When it came time to attend college, she chose to major in home economics, which her father thought was a waste of time. “Why spend my money learning about things you already know how to do?” he’d asked, his voice full of laughter that disclosed his lack of pride. Denny had always been the clever one, even though her grades did not reveal it. Her father admired Denny’s pluckiness. She was the only one in the family who would stand up to him, which he found admirable.

But Maureen was not a complete flop, not that her father would ever admit it. Only mom had encouraged her with her cooking. Maureen smiled as her culinary fame replayed itself in her mind. But she was about to lose it all. Her smile flattened and her face sagged. Without her cooking show, she would be a nobody again. No respect from anyone. Invisible.

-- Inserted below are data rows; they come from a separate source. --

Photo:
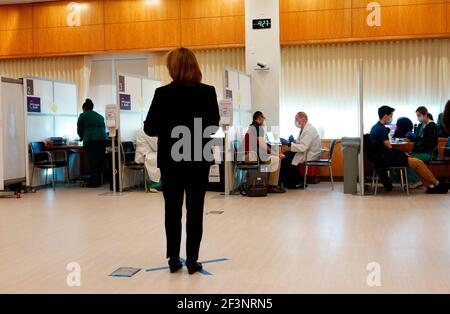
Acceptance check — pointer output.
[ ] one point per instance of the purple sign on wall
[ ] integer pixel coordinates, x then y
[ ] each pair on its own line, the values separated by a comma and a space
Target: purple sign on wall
34, 104
125, 102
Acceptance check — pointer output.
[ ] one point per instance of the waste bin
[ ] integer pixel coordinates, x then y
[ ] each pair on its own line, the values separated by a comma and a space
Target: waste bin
350, 148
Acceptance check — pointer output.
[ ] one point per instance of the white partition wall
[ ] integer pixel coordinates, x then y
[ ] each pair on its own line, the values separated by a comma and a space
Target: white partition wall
50, 111
134, 95
238, 88
12, 134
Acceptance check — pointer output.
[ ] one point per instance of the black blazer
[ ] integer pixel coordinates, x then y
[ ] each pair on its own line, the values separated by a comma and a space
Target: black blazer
176, 105
429, 141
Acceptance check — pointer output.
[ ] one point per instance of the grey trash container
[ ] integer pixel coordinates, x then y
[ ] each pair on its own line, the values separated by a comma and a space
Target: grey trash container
350, 148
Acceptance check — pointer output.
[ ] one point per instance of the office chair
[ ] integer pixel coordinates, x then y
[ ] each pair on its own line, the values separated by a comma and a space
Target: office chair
328, 162
41, 158
128, 151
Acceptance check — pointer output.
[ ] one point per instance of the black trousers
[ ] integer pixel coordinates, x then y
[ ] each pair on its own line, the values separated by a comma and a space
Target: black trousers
289, 175
95, 151
177, 183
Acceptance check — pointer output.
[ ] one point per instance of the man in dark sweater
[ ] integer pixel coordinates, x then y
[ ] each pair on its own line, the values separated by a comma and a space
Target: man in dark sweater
92, 131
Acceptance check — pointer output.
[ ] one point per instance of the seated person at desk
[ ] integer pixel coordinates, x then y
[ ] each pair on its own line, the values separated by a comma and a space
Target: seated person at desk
404, 126
425, 140
254, 141
440, 125
147, 154
307, 147
385, 156
92, 131
446, 118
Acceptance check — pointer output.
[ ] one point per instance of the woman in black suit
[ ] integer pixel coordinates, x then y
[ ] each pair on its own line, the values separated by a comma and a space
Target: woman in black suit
183, 115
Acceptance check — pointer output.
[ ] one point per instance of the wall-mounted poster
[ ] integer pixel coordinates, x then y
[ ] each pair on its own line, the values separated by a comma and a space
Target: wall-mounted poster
121, 84
34, 104
125, 102
30, 87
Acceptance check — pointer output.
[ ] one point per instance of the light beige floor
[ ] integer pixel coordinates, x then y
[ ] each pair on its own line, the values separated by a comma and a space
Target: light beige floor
304, 241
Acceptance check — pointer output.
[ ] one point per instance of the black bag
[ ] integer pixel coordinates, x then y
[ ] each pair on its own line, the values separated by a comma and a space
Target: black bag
256, 185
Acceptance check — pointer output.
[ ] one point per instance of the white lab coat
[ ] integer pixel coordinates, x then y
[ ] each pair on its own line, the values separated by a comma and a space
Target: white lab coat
147, 153
307, 146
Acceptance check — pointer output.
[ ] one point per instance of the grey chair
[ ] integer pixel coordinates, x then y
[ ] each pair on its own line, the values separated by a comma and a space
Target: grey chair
241, 166
403, 179
128, 151
41, 158
444, 158
328, 162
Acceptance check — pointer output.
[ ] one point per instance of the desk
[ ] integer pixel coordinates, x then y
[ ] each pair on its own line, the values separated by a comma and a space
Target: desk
81, 168
404, 146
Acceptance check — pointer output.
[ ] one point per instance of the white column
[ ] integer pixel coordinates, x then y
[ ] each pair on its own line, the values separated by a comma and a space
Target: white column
263, 45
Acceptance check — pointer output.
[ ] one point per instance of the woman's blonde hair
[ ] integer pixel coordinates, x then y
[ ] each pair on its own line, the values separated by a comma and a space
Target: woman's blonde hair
183, 67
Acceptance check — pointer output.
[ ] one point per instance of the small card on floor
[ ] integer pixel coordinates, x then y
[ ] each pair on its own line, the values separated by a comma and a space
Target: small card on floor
125, 272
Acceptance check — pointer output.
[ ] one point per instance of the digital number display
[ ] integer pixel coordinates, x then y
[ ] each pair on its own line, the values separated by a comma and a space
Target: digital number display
262, 24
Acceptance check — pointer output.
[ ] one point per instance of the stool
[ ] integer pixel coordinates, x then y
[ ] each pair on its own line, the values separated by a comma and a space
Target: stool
403, 179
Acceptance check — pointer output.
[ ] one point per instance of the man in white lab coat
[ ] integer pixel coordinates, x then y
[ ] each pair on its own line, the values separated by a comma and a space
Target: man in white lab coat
146, 153
307, 147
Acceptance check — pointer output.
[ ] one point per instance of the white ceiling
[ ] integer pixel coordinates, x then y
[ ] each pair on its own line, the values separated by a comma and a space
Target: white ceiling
2, 2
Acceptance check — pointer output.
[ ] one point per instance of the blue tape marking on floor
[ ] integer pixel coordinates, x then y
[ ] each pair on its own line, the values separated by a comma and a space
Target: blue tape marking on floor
158, 268
215, 260
183, 261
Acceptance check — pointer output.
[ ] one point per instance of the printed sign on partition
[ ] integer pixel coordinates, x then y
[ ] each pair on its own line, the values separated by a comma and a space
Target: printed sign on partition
34, 104
125, 102
30, 87
121, 84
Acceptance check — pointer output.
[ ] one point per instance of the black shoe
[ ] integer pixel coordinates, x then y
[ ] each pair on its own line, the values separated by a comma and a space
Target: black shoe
175, 265
441, 188
194, 267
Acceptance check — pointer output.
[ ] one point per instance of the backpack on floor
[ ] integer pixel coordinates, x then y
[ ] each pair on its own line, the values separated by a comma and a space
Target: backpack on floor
256, 185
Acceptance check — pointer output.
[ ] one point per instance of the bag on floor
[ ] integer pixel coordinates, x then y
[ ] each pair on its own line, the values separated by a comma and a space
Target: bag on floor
256, 185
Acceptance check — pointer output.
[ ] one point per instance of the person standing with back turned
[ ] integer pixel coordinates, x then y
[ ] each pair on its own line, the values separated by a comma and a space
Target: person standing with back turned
92, 131
176, 108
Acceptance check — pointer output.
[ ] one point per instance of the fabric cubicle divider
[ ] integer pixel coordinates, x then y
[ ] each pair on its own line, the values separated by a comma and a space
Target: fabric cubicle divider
134, 96
12, 134
237, 88
50, 111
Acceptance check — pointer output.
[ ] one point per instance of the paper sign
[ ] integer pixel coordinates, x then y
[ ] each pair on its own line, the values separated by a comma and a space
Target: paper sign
34, 104
214, 174
226, 112
125, 102
121, 84
111, 117
30, 87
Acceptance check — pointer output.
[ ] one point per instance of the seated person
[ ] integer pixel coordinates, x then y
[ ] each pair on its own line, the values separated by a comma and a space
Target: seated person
147, 153
386, 156
254, 141
440, 125
404, 126
307, 147
446, 118
425, 142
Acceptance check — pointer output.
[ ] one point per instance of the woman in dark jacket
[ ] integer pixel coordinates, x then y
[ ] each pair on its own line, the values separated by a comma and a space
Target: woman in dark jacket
183, 115
425, 141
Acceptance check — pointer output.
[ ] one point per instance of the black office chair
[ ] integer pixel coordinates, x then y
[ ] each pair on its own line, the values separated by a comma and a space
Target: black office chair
128, 151
41, 158
241, 165
328, 162
442, 159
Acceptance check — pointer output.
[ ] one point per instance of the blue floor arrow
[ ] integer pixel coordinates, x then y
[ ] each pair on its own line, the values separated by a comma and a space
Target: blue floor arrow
183, 261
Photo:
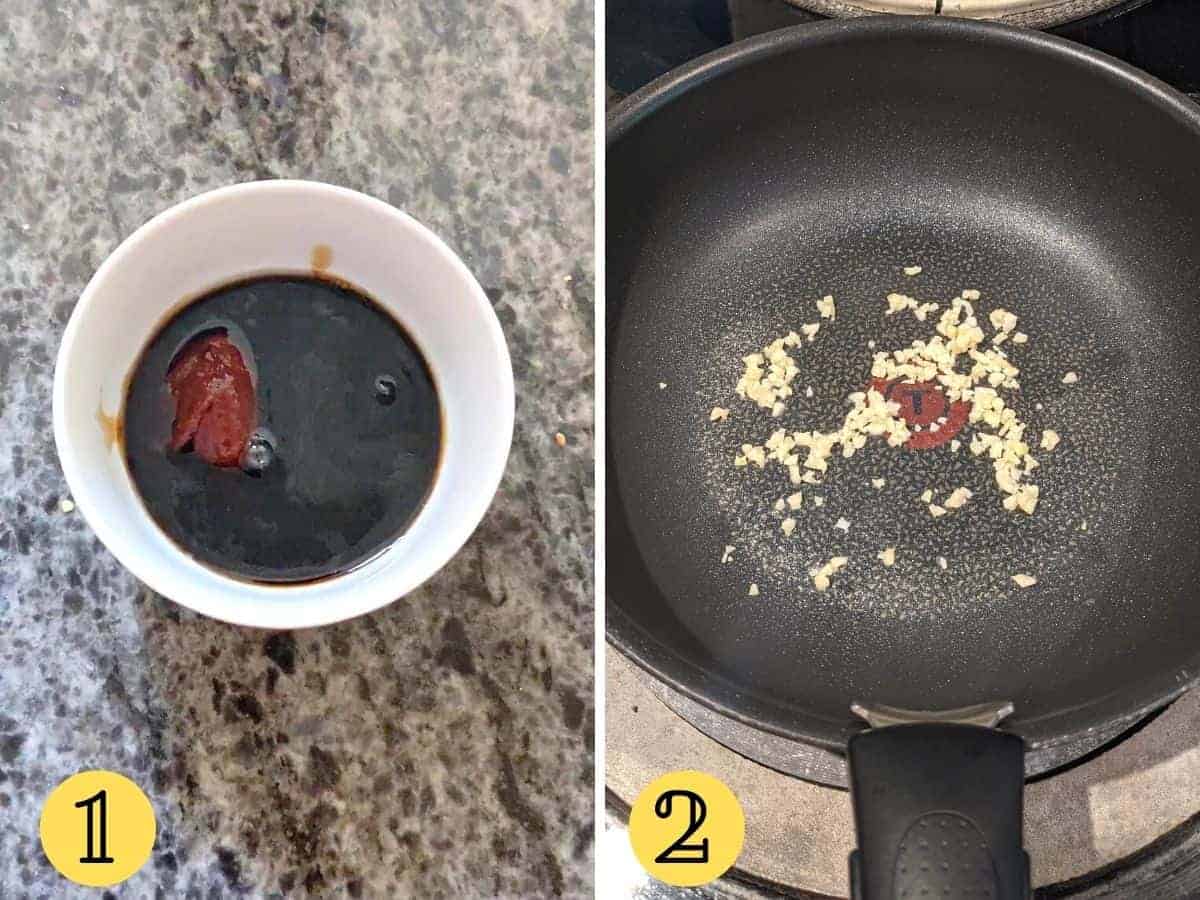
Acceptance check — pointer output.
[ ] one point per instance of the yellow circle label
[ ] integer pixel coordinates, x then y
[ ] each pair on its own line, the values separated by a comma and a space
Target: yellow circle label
97, 828
687, 828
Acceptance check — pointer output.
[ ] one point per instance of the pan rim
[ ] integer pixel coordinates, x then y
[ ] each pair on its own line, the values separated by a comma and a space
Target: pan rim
634, 642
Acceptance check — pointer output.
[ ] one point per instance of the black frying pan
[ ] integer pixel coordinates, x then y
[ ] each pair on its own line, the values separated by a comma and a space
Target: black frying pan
1062, 185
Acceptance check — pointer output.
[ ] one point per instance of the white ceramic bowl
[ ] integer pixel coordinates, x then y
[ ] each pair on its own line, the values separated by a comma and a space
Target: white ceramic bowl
273, 227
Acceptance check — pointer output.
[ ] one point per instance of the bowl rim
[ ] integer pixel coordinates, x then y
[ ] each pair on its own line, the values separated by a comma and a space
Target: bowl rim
261, 604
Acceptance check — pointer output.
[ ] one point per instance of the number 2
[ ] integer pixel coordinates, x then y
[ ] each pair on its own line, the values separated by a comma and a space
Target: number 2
100, 801
679, 850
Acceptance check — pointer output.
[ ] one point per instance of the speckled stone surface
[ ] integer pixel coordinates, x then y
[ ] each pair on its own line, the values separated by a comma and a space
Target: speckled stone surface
441, 747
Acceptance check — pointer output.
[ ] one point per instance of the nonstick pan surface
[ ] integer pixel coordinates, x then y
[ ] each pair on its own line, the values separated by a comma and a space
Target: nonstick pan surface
1062, 185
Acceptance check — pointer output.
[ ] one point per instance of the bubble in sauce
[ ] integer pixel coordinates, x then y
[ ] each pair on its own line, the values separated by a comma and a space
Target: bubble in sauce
385, 390
259, 453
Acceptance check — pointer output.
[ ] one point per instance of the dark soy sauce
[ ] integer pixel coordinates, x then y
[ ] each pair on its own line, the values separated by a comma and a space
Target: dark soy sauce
347, 441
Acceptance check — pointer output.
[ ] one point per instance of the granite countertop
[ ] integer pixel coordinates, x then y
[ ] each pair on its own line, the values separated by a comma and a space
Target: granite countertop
441, 747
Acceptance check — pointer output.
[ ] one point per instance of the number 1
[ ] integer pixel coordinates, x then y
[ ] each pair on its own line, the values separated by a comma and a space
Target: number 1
101, 801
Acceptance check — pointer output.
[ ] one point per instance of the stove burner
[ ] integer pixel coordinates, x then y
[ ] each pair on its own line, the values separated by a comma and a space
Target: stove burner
933, 419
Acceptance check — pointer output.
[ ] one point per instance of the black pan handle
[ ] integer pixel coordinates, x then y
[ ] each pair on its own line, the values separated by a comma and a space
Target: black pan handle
937, 809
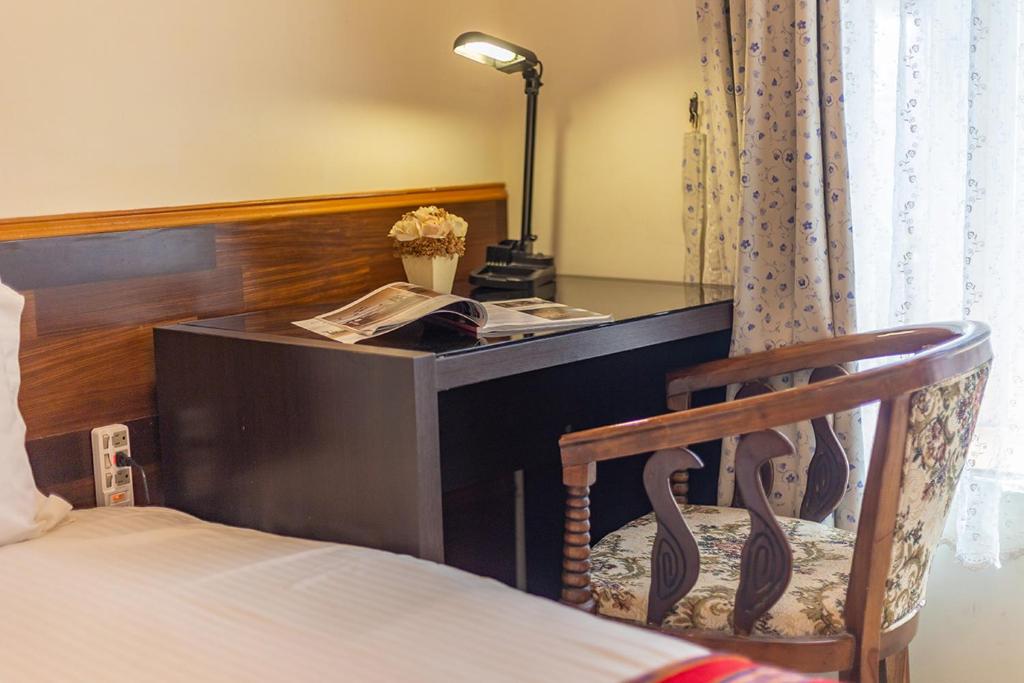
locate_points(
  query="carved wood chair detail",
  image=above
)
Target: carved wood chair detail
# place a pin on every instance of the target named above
(864, 630)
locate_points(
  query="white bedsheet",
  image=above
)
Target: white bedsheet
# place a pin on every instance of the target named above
(161, 596)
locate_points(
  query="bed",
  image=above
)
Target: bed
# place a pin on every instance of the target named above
(163, 596)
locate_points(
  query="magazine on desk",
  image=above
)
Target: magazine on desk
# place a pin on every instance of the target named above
(394, 305)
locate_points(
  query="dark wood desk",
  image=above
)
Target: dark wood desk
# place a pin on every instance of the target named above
(408, 442)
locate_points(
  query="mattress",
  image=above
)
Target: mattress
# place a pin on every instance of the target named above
(151, 594)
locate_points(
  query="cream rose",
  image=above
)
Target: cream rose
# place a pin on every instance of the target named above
(406, 230)
(457, 225)
(434, 227)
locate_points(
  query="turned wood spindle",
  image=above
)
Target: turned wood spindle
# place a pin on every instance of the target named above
(576, 550)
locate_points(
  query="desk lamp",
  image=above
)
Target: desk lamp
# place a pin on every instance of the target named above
(512, 263)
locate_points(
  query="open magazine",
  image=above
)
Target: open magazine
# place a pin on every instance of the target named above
(393, 305)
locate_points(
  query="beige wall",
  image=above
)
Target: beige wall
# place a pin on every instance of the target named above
(127, 103)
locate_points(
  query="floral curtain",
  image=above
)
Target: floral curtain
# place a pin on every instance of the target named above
(935, 119)
(774, 91)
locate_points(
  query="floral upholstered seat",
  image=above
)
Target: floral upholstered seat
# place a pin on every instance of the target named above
(813, 601)
(792, 592)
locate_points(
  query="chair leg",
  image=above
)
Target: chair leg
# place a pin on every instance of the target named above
(896, 668)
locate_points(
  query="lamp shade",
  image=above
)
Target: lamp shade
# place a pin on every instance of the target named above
(501, 54)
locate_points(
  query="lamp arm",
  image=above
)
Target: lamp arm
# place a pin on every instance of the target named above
(532, 88)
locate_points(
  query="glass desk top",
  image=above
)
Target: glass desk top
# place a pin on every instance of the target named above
(624, 299)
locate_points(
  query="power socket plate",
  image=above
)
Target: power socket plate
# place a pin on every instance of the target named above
(114, 484)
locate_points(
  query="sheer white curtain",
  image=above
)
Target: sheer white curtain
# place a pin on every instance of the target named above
(935, 123)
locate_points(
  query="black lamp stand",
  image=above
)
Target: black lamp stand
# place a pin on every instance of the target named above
(512, 268)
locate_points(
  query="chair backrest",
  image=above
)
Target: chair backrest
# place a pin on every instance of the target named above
(939, 426)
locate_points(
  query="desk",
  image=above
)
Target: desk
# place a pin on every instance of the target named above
(408, 442)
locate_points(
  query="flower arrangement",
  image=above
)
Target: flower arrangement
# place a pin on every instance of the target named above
(429, 231)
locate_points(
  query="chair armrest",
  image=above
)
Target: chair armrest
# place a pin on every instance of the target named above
(672, 430)
(838, 350)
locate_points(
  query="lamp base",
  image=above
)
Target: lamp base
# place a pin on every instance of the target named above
(519, 273)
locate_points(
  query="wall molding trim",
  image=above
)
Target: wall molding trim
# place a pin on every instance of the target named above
(116, 221)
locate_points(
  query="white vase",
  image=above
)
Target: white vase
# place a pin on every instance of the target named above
(434, 272)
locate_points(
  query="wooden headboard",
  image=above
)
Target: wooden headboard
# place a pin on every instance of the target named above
(96, 284)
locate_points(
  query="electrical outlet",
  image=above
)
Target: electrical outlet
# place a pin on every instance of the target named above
(114, 484)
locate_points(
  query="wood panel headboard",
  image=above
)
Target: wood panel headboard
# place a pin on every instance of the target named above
(96, 284)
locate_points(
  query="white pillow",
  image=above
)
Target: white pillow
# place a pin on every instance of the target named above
(25, 513)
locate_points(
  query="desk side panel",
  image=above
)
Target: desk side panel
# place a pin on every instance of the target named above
(314, 442)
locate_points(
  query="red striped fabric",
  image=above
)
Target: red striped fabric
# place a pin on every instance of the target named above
(722, 669)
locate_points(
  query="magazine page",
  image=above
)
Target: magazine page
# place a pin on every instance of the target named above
(534, 314)
(388, 308)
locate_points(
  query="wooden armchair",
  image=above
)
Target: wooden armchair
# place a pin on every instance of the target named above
(792, 592)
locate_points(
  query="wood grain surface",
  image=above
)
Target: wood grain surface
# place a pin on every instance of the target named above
(96, 284)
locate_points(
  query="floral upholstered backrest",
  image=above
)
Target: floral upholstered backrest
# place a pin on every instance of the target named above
(941, 424)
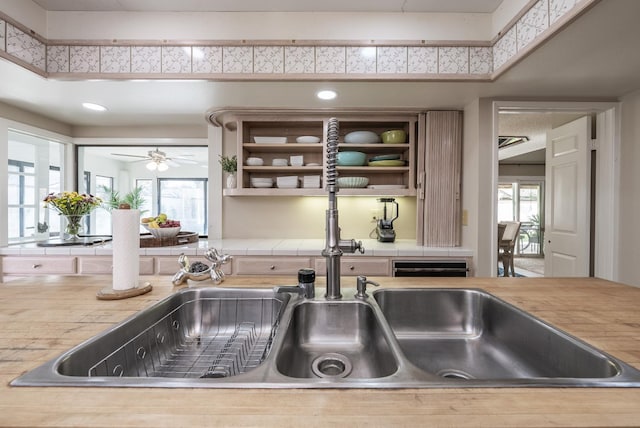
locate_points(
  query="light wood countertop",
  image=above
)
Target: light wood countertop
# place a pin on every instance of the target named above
(45, 316)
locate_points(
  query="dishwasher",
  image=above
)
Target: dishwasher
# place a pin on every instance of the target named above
(435, 268)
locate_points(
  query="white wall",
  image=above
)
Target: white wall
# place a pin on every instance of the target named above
(628, 225)
(478, 195)
(268, 25)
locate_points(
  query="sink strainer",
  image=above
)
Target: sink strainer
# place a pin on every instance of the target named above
(331, 365)
(454, 374)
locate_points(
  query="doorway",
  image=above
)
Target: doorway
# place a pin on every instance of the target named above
(510, 114)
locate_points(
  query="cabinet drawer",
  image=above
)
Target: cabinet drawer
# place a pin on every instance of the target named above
(270, 265)
(102, 265)
(44, 265)
(353, 266)
(169, 265)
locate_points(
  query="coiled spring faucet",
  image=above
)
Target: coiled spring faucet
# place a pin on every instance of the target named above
(334, 246)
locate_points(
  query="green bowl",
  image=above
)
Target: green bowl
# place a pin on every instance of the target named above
(351, 158)
(394, 136)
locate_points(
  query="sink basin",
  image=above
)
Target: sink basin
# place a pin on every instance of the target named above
(397, 338)
(470, 334)
(334, 340)
(196, 333)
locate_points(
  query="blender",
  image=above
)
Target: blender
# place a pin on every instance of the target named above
(384, 229)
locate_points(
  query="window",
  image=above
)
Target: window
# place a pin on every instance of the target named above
(523, 202)
(184, 200)
(180, 190)
(146, 187)
(102, 216)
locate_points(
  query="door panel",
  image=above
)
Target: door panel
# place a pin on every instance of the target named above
(568, 194)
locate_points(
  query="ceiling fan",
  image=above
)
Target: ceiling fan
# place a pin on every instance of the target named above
(158, 160)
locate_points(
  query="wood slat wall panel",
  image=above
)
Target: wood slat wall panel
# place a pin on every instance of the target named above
(443, 161)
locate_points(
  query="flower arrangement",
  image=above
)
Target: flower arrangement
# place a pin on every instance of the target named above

She remembered meeting James at a college dance and becoming infatuated with him the moment he had spoken. She’d had a boyfriend, but she gladly dropped him when she met James. Rusty, with his splash of freckles, had been such a nice guy and had treated her like royalty, but Maureen had preferred James’s style, much like her own father’s. She wondered if she would have been attracted to him if she’d met him today. She might have not married James and been happily wedded to Rusty. But then she wouldn’t have her daughter—their daughter, that is. There was no way to win; she would never admit that James was not Amanda’s real father. As long as Amanda never took a genealogy test, no one would ever know that Rusty was her biological father. A secret Maureen would take to her grave. She recalled revealing to James that she was pregnant. He had been stunned, then ecstatic, thankfully, and had suggested they get married right away. Maureen’s parents had been over the moon. As if poised for this moment, Mom started planning the wedding immediately. A list of caterers owed Maureen’s mother their allegiance. A huge sit-down affair for four hundred mentioned in the New York Times. What could be better?